Legislature passes NJ university overhaul

TRENTON, N.J. (AP) The New Jersey Legislature approved a bill overhauling the public university system on Thursday, capping weeks of intense behind-the-scenes negotiations and making numerous changes to the legislation to bring aboard hesitant lawmakers, labor leaders and academics by the governor's self-imposed June 30 deadline.

The bill disbands the University of Medicine and Dentistry and redistributes it to Rutgers and Rowan universities. Rowan, which was already preparing to open a medical school this year, would be given research-university status by the state and expected to start more intense health/science collaborations with Rutgers-Camden.

The measure now heads to Gov. Chris Christie, who proposed a version of the reorganization in January. Christie said he still supports the bill through its many revisions.

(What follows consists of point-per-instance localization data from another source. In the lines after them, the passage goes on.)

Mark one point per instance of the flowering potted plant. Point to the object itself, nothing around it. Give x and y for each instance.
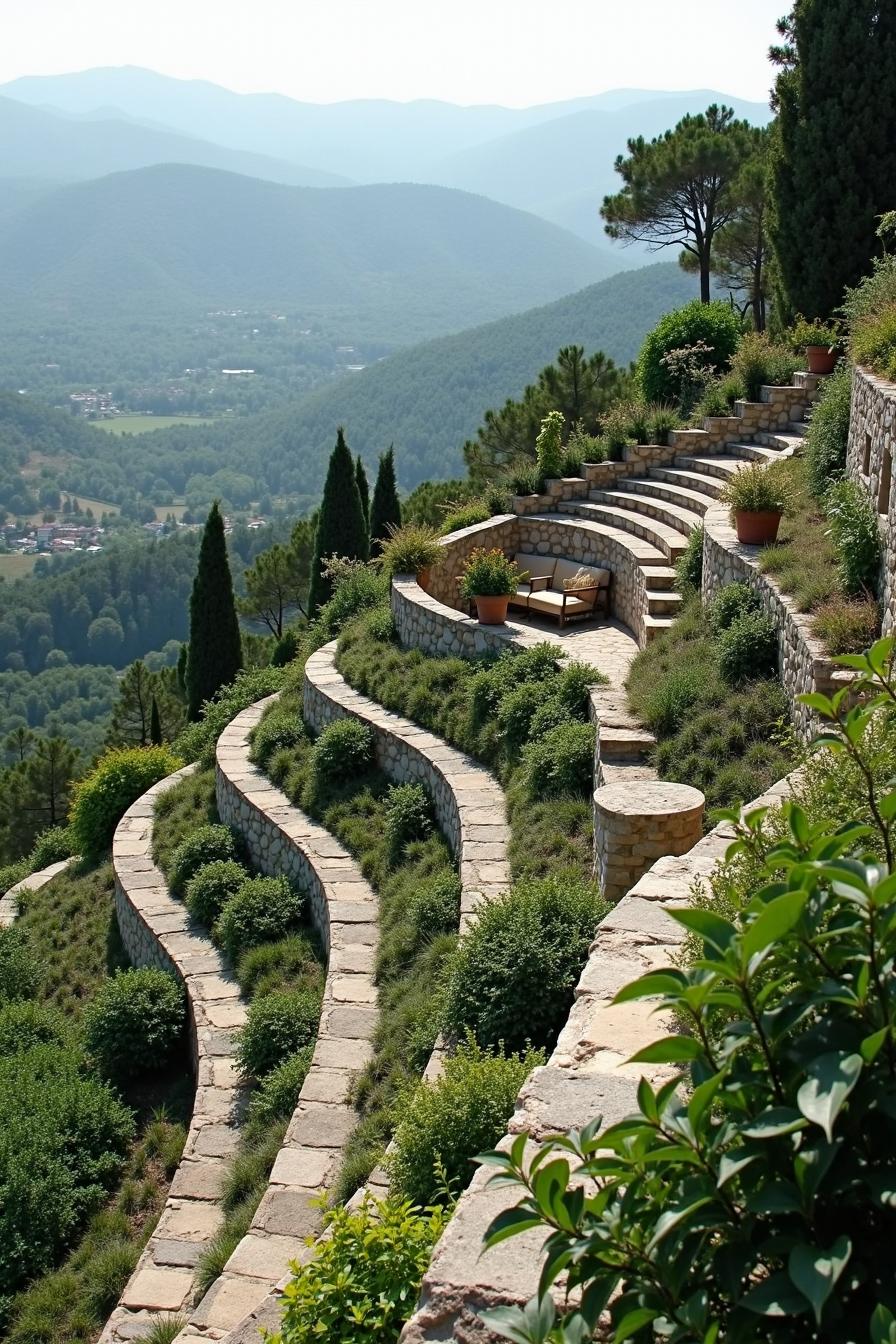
(490, 581)
(758, 499)
(820, 342)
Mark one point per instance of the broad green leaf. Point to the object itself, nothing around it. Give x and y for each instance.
(832, 1077)
(816, 1272)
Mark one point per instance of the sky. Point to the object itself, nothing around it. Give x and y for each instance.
(516, 53)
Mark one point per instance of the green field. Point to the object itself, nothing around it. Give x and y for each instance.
(14, 566)
(144, 424)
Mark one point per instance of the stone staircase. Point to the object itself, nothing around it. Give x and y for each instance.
(653, 514)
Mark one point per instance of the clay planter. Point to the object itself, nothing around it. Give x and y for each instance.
(756, 528)
(492, 610)
(821, 359)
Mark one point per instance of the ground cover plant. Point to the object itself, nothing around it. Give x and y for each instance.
(707, 690)
(83, 1167)
(747, 1198)
(259, 924)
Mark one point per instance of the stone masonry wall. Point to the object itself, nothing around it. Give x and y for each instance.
(802, 663)
(157, 932)
(587, 1075)
(869, 463)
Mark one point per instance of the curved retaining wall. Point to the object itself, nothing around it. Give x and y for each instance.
(157, 932)
(344, 914)
(869, 463)
(468, 800)
(802, 663)
(587, 1075)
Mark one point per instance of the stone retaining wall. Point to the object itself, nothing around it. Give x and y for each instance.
(587, 1075)
(869, 461)
(802, 663)
(466, 799)
(157, 932)
(343, 909)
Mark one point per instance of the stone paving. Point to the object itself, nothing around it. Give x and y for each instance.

"I absolutely believe it should be done," he said on Townsquare Media's "Ask the Governor" radio program Thursday night. "It will be an enormous step forward for the state and the potential for Rutgers to get from good to great."

Rutgers' main governing body conditionally backed the revised plan earlier Thursday, after receiving assurances that it would retain authority over all of its campuses. Earlier versions of the bill diluted the board's academic and financial authority over its campuses in Camden and Newark; the new bill has only health sciences curriculum and projects at Camden and Rowan falling under oversight of a new board.

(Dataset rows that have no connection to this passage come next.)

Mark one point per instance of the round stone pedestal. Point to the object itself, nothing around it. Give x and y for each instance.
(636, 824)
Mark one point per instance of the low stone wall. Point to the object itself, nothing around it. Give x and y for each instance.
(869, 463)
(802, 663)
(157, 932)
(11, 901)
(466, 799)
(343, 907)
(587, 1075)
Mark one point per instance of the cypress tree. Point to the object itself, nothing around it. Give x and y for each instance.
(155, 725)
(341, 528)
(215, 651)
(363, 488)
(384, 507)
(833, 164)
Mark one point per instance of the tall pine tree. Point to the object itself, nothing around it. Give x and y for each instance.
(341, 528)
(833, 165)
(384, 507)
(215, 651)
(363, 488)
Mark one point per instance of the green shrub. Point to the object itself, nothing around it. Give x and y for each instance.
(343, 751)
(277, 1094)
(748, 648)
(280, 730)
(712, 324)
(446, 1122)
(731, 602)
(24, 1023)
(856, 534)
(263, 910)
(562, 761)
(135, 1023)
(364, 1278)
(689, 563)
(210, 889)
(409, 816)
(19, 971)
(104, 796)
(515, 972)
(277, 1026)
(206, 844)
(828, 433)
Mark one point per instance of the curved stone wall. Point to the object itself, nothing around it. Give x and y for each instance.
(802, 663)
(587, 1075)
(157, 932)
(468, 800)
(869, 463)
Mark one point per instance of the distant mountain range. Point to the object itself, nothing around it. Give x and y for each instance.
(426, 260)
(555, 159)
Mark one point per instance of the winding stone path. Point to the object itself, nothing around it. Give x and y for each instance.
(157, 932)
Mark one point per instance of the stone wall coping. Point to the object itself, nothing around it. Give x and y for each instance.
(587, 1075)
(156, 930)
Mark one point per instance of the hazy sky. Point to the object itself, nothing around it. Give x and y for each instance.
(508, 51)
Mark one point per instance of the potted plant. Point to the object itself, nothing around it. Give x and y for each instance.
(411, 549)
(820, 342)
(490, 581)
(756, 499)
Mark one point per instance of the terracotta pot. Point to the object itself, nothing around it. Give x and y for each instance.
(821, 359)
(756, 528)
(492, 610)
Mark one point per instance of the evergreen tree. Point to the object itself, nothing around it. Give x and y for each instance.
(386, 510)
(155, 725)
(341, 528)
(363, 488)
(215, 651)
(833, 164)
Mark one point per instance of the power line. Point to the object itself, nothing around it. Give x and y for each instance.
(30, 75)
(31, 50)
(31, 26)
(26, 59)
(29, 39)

The board's backing helped ease passage of the consolidation bill.

The university's trustee board, which is mainly advisory, remains divided and did not take action Thursday. It has retained a lawyer and is threatening to sue.

Sen. Donald Norcross, a Democrat from Camden and one of the architects of the compromise plan, said he expects the trustees to agree once they know the details.

He said Rutgers will now stop treating its campuses in Newark and Camden as money-making operations and start funding them more fully. He said the Camden campus could take up three times as much space in a decade as a result of more state funding and better access to outside grants.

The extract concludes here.